How Dare You (2025) by Mipo O

It is, in our view, this truth that How Dare You? is all about – the true How dare you is addressed to the parental Other that refuses to listen. Mipo O brings the dynamic between child and parent, in focus for the first time by framing certain interactions between Yuichi’s mother, convincingly portrayed by Yu Aoi, and her husband (-). These interactions do no only echo the difficulties inherent to parenting, but also shows that divergent perspectives on parenting can cause relational tensions. These moments show that, for the parent, making space for one’s child’s subjectivity goes hand in hand with wielding the signifier right – adjusted to peculiarity of the child as subject – as to facilitate the coming-into-being of one’s child. In the finale – a sequence where the drama reaches its high, Mipo O sharpens the focus on the question of parenting by contrasting different parental styles, different approaches to one’s child’s signifiers (Narra-note 1).  
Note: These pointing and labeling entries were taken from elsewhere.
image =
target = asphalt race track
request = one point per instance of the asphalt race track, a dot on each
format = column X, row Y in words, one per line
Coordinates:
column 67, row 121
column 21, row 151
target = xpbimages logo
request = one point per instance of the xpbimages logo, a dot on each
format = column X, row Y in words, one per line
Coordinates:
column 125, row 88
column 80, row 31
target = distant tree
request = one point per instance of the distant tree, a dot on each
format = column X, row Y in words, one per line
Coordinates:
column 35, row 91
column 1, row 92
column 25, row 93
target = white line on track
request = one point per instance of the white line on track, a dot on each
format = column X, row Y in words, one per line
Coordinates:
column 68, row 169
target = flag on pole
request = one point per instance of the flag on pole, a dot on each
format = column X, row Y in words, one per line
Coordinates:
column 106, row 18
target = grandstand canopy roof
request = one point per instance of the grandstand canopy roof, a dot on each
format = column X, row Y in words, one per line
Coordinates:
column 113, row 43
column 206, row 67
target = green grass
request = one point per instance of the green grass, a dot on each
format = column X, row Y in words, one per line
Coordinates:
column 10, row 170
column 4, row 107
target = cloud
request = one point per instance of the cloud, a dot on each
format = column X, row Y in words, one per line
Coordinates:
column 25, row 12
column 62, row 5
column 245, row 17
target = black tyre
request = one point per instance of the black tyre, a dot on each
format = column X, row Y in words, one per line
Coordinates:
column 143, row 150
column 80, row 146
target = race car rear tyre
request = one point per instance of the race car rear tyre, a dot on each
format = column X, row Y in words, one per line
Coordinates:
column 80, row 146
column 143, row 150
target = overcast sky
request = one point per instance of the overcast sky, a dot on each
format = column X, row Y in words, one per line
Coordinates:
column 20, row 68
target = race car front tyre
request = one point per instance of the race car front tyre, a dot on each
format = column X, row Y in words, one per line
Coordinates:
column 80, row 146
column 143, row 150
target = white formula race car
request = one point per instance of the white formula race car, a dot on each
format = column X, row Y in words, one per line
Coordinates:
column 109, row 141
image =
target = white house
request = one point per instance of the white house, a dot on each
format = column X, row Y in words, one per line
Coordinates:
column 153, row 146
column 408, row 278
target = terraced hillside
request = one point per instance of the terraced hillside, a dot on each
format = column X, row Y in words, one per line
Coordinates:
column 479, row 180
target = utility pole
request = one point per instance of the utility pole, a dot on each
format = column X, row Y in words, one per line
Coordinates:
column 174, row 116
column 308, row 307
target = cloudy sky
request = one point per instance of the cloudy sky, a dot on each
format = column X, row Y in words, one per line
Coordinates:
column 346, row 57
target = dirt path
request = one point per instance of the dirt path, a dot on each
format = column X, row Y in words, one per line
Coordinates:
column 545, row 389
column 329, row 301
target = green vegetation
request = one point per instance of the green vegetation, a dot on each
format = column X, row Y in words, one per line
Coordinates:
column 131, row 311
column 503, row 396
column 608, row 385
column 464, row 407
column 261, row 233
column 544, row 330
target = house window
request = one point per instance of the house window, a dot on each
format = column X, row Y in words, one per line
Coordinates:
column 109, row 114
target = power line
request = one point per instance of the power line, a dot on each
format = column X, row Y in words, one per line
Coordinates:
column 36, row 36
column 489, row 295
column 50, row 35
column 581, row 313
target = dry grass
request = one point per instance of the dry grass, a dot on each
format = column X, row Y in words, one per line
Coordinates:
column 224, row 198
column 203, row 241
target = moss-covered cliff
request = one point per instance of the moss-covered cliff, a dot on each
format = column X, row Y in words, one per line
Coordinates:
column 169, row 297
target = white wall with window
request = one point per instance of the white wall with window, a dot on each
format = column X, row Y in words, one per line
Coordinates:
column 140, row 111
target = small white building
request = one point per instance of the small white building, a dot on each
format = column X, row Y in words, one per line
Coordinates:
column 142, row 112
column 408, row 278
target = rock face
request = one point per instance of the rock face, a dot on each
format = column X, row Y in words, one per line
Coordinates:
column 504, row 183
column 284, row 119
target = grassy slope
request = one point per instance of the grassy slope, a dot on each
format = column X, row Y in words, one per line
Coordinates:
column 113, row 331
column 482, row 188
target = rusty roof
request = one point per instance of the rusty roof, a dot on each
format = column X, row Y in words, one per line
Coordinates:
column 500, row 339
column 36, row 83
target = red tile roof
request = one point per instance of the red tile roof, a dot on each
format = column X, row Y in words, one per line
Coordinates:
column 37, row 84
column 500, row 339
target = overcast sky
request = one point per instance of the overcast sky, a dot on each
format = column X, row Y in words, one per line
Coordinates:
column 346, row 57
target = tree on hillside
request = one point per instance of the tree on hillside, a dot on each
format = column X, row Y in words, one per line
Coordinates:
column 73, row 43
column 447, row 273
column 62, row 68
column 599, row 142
While How Dare You? explores parental dynamics and the way such dynamics impact the subjectivity of their children, the emphasis on environmental issues does confront the spectator with his complacency, his reluctance to change, and his impossibility to see the impact of one’s own consumption on the environment. We, who are imprisoned within the logic of capitalism, neoliberalism, and consumerism, often demand change based on knowing the facts, but are unable to accept being forced to change – Do not touch my enjoyment (e.g. my car, my steak, … etc.)!

While the composition of How Dare You? is not without any stylistic flair (e.g. long tracking takes, the arc shot, …etc.), Mipo O relies heavily on cruder dynamism to bring her heartwarming narrative to live. The benefit of such stylistic choice lies in the that, by echoing the style of documentaries, she can visually support the performances of her young cast and enhance the naturalness of their interactions (Cine-note 1).

How Dare You (2025) by Mipo O

The musical decorations, on the other hand, ensures that the endearing light-heartedness of the interactions between the children continually stand out. In fact, one could even argue that the music offers the spectator a reminder of the fact that, at such a young age, conflicts and tensions have a fleeting character and that the signifiers they wield are marked by a certain bluntness.

How Dare You? has many endearing moments that will touch the spectator, but the beating heart of the narrative lies in its refined exploration of different parental styles and the effects they sort on the child’s coming-into-being. With her narrative, Mipo O delivers one of the most convincing arguments to parents to create space for the subjectivity of their child and to take their signifiers – their pleasures, pressures, worries, fights, and frustrations – seriously.  

Notes

Psycho-note 1: With her narrative, Mipo O shows that a subject’s fixation on a social topic is ever a response to the Other, as represented by a parental figure.

Narra-note 1: The finale also shows that parents do not always see the effect of their signifiers on the subjectivity of their child.

Cine-note 1: The use of jump-cuts allows Mipo O to concatenate brief fragments of children’s acts and signifiers – fleeting glances at the diverse personalities of children – andsketch out the atmosphere of given space, e.g. the classroom, the park, … etc.